What are the 18 asset classes?

What are the 18 asset classes?

These are broadly categorized as asset classes and some examples include, but are not limited to, cash and cash equivalents, bonds, derivatives, equities, real estate, gold, commodities, and alternative investments.

What are the financial asset classes?

Historically, the three main asset classes have been equities (stocks), fixed income (bonds), and cash equivalent or money market instruments. Currently, most investment professionals include real estate, commodities, futures, other financial derivatives, and even cryptocurrencies to the asset class mix.

How many different asset classes are there?

Asset classes consist of a group of securities with varying degrees of risk. There are three main asset classes.

How are financial instruments different from asset classes?

Asset Class vs. Financial Instrument Financial instruments like options, futures or ETFs are not considered asset classes, although part of the asset class definition (e.g. similar regulations) fits them. Asset classes are about economic substance, not form. Different Instruments, Same Asset Class

Which is the best example of an asset class?

Asset classes are defined as groups of investments which have similar characteristics and behave in a similar way. Equities (stocks and shares) are one of the most famous asset classes, but there are also 8 others which I’ll cover in this overview of asset classes. Asset classes are the raw ingredients for an investment portfolio.

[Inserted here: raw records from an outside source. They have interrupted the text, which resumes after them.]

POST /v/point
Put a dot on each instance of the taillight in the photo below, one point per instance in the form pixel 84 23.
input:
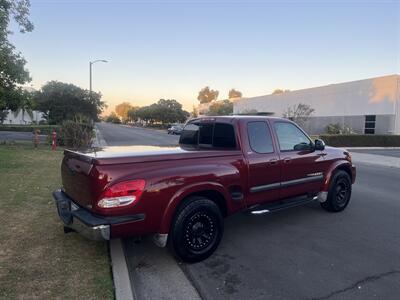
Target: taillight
pixel 121 194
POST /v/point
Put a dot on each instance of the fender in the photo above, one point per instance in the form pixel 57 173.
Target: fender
pixel 333 167
pixel 182 194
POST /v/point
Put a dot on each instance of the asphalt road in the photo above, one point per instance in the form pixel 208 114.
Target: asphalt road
pixel 384 152
pixel 301 253
pixel 122 135
pixel 307 253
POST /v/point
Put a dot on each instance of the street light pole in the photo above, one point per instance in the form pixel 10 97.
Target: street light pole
pixel 91 63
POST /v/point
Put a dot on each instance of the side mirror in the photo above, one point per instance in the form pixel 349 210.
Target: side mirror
pixel 319 144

How are asset classes and investment vehicles related?

Asset classes and asset class categories are often mixed together. Financial advisors view investment vehicles as asset class categories that are used for diversification purposes. Each asset class is expected to reflect different risk and return investment characteristics, and performs differently in any given market environment.

Why are asset classes important in an investment portfolio?

Asset classes are the raw ingredients for an investment portfolio. How you decide to blend together these different types of investments will determine the expected return, the risk and the liquidity profile of your holdings. If done skillfully, complementary asset classes can actually reduce the total risk of your portfolio.